Apply the Addition Rule, P(A or B) = P(A) + P(B) - P(A and B), and interpret the answer in terms of the model.
(+) Apply the general Multiplication Rule in a uniform probability model, P(A and B) = P(A)P(B|A) = P(B)P(A|B), and interpret the answer in terms of the model.
(+) Use permutations and combinations to compute probabilities of compound events and solve problems.

Making Inferences & Justifying Conclusions

Understand statistics as a process for making inferences about population parameters based on a random sample from that population.
Decide if a specified model is consistent with results from a given data-generating process, e.g., using simulation.
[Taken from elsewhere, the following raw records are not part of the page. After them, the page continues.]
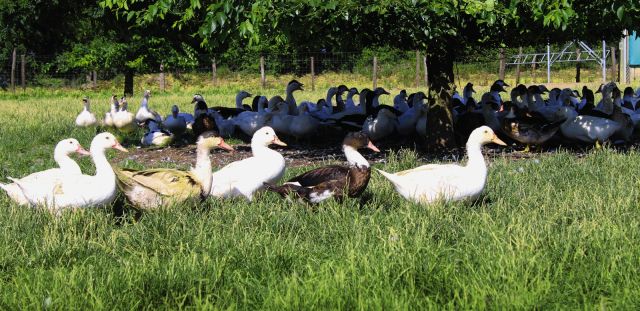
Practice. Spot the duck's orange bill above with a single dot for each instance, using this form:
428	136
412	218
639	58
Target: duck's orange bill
119	147
278	142
497	141
82	151
225	146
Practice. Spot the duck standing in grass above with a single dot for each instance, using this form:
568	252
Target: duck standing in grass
243	178
66	166
334	180
86	118
78	191
450	182
152	188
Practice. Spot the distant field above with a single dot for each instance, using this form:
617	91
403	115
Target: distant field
552	231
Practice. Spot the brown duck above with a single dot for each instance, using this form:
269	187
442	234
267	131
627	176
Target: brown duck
334	180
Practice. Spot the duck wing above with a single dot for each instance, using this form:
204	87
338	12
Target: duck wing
166	182
320	175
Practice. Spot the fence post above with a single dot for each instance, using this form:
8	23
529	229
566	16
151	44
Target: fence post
263	78
417	68
604	62
548	62
614	65
214	71
518	65
313	75
533	69
578	65
23	72
162	77
502	65
375	72
426	71
13	71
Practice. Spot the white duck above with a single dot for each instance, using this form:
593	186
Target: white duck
79	190
123	119
144	113
450	182
176	123
588	129
86	117
66	166
243	178
108	116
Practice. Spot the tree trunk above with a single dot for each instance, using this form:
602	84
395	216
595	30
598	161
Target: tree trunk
128	82
440	133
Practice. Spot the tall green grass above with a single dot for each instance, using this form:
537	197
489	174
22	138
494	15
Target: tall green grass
550	232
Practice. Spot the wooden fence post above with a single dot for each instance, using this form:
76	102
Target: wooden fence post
313	75
417	69
13	71
502	64
578	64
533	69
518	65
614	65
263	77
426	71
23	72
214	71
375	72
162	77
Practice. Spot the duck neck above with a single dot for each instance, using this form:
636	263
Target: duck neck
375	102
290	99
239	99
202	171
259	149
329	100
104	170
476	159
354	157
64	161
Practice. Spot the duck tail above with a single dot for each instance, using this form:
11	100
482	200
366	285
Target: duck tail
391	177
283	190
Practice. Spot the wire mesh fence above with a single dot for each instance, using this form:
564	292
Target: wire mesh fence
406	69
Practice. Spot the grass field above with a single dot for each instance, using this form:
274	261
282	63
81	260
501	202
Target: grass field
552	231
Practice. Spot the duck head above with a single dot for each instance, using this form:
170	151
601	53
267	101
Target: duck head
197	98
294	85
359	140
379	91
242	95
69	146
484	135
105	141
210	140
265	137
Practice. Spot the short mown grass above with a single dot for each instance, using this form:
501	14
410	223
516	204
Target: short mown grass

For example, a model says a spinning coin falls heads up with probability 0.5. Would a result of 5 tails in a row cause you to question the model?
Recognize the purposes of and differences among sample surveys, experiments, and observational studies; explain how randomization relates to each.
Use data from a sample survey to estimate a population mean or proportion; develop a margin of error through the use of simulation models for random sampling.
Use data from a randomized experiment to compare two treatments; use simulations to decide if differences between parameters are significant.
Evaluate reports based on data.

Interpreting Categorical & Quantitative Data

Represent data with plots on the real number line (dot plots, histograms, and box plots).
Use statistics appropriate to the shape of the data distribution to compare center (median, mean) and spread (interquartile range, standard deviation) of two or more different data sets.
Interpret differences in shape, center, and spread in the context of the data sets, accounting for possible effects of extreme data points (outliers).
Use the mean and standard deviation of a data set to fit it to a normal distribution and to estimate population percentages. Recognize that there are data sets for which such a procedure is not appropriate. Use calculators, spreadsheets, and tables to estimate areas under the normal curve.
Summarize categorical data for two categories in two-way frequency tables. Interpret relative frequencies in the context of the data (including joint, marginal, and conditional relative frequencies). Recognize possible associations and trends in the data.
Represent data on two quantitative variables on a scatter plot, and describe how the variables are related.
Interpret the slope (rate of change) and the intercept (constant term) of a linear model in the context of the data.
Compute (using technology) and interpret the correlation coefficient of a linear fit.
Distinguish between correlation and causation.

Using Probability to Make Decisions

(+) Define a random variable for a quantity of interest by assigning a numerical value to each event in a sample space; graph the corresponding probability distribution using the same graphical displays as for data distributions.
(+) Calculate the expected value of a random variable; interpret it as the mean of the probability distribution.
(+) Develop a probability distribution for a random variable defined for a sample space in which theoretical probabilities can be calculated; find the expected value. For example, find the theoretical probability distribution for the number of correct answers obtained by guessing on all five questions of a multiple-choice test where each question has four choices, and find the expected grade under various grading schemes.
(+) Develop a probability distribution for a random variable defined for a sample space in which probabilities are assigned empirically; find the expected value. For example, find a current data distribution on the number of TV sets per household in the United States, and calculate the expected number of sets per household. How many TV sets would you expect to find in 100 randomly selected households?
(+) Weigh the possible outcomes of a decision by assigning probabilities to payoff values and finding expected values.
(+) Use probabilities to make fair decisions (e.g., drawing by lots, using a random number generator).
(+) Analyze decisions and strategies using probability concepts (e.g., product testing, medical testing, pulling a hockey goalie at the end of a game).